Researchers from Northwestern University, University of Toronto and KAUST have hypothesized that perovskitoids, with robust organic-inorganic networks enabled by edge- and face-sharing, could impede ion migration. This addresses the issue of the migration of cations between 2D and 3D layers which results in the disruption of octahedral networks that leads to degradation in performance over time
The scientists explored a set of perovskitoids of varying dimensionality, and found that cation migration within perovskitoid/perovskite heterostructures was suppressed compared to the 2D/3D perovskite case. Increasing the dimensionality of perovskitoids improves charge transport when they are interfaced with 3D perovskite surfaces – the result of enhanced octahedral connectivity and out-of-plane orientation.

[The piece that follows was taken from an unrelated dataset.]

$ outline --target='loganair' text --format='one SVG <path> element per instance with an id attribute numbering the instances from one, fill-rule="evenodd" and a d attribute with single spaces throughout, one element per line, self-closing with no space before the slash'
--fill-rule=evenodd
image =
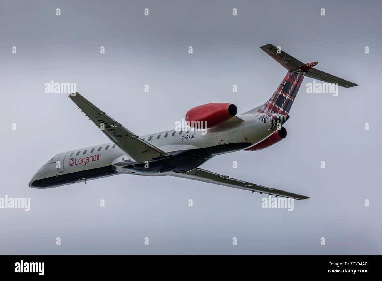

The 2D perovskitoid (A6BfP)8Pb7I22 (A6BfP: N-aminohexyl-benz[f]-phthalimide) was said to provide efficient passivation of perovskite surfaces and enable uniform large-area perovskite films.
Devices based on perovskitoid/perovskite heterostructures achieved a certified quasi-steady-state power conversion efficiency of 24.6% for centimeter-area PSCs.
The team removed the fragile hole transport layers and showed stable operation of the underlying perovskitoid/perovskite heterostructure at 85°C for 1,250 hours for encapsulated large-area devices in an air ambient.